Dieser Theorie um die MeDoc-Software geht laut einem Tweet auch die ukrainische Polizei nach. Der Hersteller der Steuersoftware verteidigte sein Produkt hingegen in einem Facebook-Eintrag . Er spekuliert über die Möglichkeit, dass auch sogenannte Spearphishing-E-Mails zum Einsatz gekommen sein könnten. Das sind betrügerische E-Mails, die Nutzer zum Klick auf einen infizierten E-Mail-Anhang oder eine manipulierte Website verleiten sollen. Monrad von FireEye hält das für möglich, aber unwahrscheinlich.
Wieso kann so ein Angriff mit Erpressersoftware so kurz nach "WannaCry" wieder passieren?
Noch während "WannaCry" sein weltweites Unwesen trieb, stellte Microsoft eilig ein Update bereit, das die ausgenutzte Windows-Lücken stopfen sollte. Die Attacke nötigte Microsoft sogar zu dem Schritt, auch für veraltete Betriebssysteme wie Windows XP eine Sicherheitsaktualisierung nachzuliefern.
Doch auch Nutzer, die den Windows-Patch installierten, waren vor der neuen Attacke nicht gefeit, sagt Monrad von FireEye. "Die Malware ist so gebaut, dass sie auch bei Systemen, die den Patch installiert haben, einen Weg finden konnte, Schaden anzurichten." Auch das Bundesamt für Sicherheit in der Informationstechnik (BSI) betonte in einer Mitteilung , dass der Patch "in vielen Fällen eine Infektion verhindert" hat - aber nicht in allen.
Dass in der Ukraine so viele Systeme betroffen waren, könnte laut Candid Wüest von Symantec auch daran liegen, dass der Mittwoch dort ein Feiertag sei - und am Tag vorher womöglich viele Arbeitnehmer und die IT-Abteilungen schon früh in den Feierabend gegangen sind.
Was können Nutzer tun?
Das BSI und andere Experten raten Opfern, deren Rechner von einem Lösegeldtrojaner befallen wurde: Zahlen Sie nicht. Zum einen befeuert man damit das Geschäftsmodell der Kriminellen. Zum anderen entschlüsseln die Angreifer die Daten auch nach einer Zahlung oft nicht. Und Sicherheitsfirmen haben in der Vergangenheit immer wieder kostenlose Tools zur Entschlüsselung bekannter Erpressersoftware zur Verfügung gestellt, wenn auch mit Wartezeit. Nutzer sollten außerdem regelmäßige Backups machen, damit sie im Fall eines Angriffs ihre Daten behalten.

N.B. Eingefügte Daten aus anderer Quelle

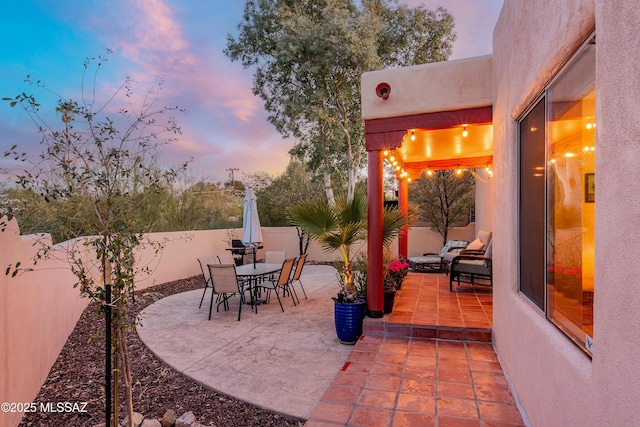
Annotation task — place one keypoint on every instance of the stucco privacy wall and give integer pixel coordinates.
(38, 310)
(556, 383)
(444, 86)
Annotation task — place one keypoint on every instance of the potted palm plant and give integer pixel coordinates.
(338, 227)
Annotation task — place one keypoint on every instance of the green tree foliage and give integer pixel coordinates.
(276, 194)
(444, 199)
(308, 57)
(94, 173)
(338, 226)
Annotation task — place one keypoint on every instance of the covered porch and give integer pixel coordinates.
(422, 119)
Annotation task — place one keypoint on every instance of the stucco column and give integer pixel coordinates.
(403, 207)
(375, 289)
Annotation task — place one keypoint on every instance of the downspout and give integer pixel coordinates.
(375, 290)
(403, 207)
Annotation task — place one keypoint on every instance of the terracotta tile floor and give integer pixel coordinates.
(400, 375)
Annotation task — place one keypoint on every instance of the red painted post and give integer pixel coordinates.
(375, 283)
(403, 206)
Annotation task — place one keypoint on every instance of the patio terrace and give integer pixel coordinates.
(428, 363)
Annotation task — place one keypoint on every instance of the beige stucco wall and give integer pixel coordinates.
(557, 384)
(442, 86)
(38, 311)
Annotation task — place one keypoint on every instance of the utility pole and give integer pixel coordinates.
(232, 176)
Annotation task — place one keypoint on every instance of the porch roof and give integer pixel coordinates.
(437, 116)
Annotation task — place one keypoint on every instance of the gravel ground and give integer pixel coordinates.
(78, 376)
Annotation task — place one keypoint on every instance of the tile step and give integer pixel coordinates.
(381, 327)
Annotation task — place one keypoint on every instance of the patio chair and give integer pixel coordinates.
(435, 261)
(205, 273)
(472, 269)
(298, 272)
(226, 259)
(477, 247)
(282, 283)
(224, 283)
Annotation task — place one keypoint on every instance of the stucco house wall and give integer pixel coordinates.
(556, 383)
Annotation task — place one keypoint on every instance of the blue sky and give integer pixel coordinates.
(181, 42)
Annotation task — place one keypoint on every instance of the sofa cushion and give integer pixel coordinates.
(452, 244)
(476, 245)
(485, 236)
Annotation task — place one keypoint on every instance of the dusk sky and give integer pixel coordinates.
(180, 42)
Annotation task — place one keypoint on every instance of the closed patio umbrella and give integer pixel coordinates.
(251, 231)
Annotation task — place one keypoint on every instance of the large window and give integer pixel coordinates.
(557, 148)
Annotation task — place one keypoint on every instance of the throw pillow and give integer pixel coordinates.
(476, 245)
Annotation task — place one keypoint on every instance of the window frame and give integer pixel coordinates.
(544, 98)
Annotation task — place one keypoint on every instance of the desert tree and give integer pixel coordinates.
(444, 198)
(308, 56)
(96, 168)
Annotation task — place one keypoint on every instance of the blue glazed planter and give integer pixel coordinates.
(348, 318)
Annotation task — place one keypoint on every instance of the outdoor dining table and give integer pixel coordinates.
(254, 273)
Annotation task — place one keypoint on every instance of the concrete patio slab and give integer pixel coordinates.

Auch im Falle einer Infizierung ist nicht sofort alles vorbei: Wenn der unten gezeigte schwarze Bildschirm zu sehen ist, sollte man laut Candid Wüest von Symantec sofort den Stecker ziehen, um Daten zu retten und eine Weiterverbreitung der Schadsoftware über den eigenen Rechner zu verhindern.

Firmen rät FireEye-Spezialist Monrad, Pläne zu machen für den Fall einer Cyberattacke. "Jede Firma macht Feuerschutzübungen, und genauso schnell muss man auch im Fall eines Angriffs der IT handeln."
Er fordert, dass betroffene Firmen Angriffe nicht aus Scham verschweigen sollten, sondern damit an die Öffentlichkeit gehen. "Nur so können wir die öffentliche Debatte über IT-Sicherheit starten, die wir brauchen." Im Sinne von Sicherheitsforschern wie Monrad dürfte daher auch das erst kürzlich ausgeweitete deutsche IT-Sicherheitsgesetz sein: Demnach müssen Firmen Angriffe auf kritische Infrastruktur verpflichtend melden.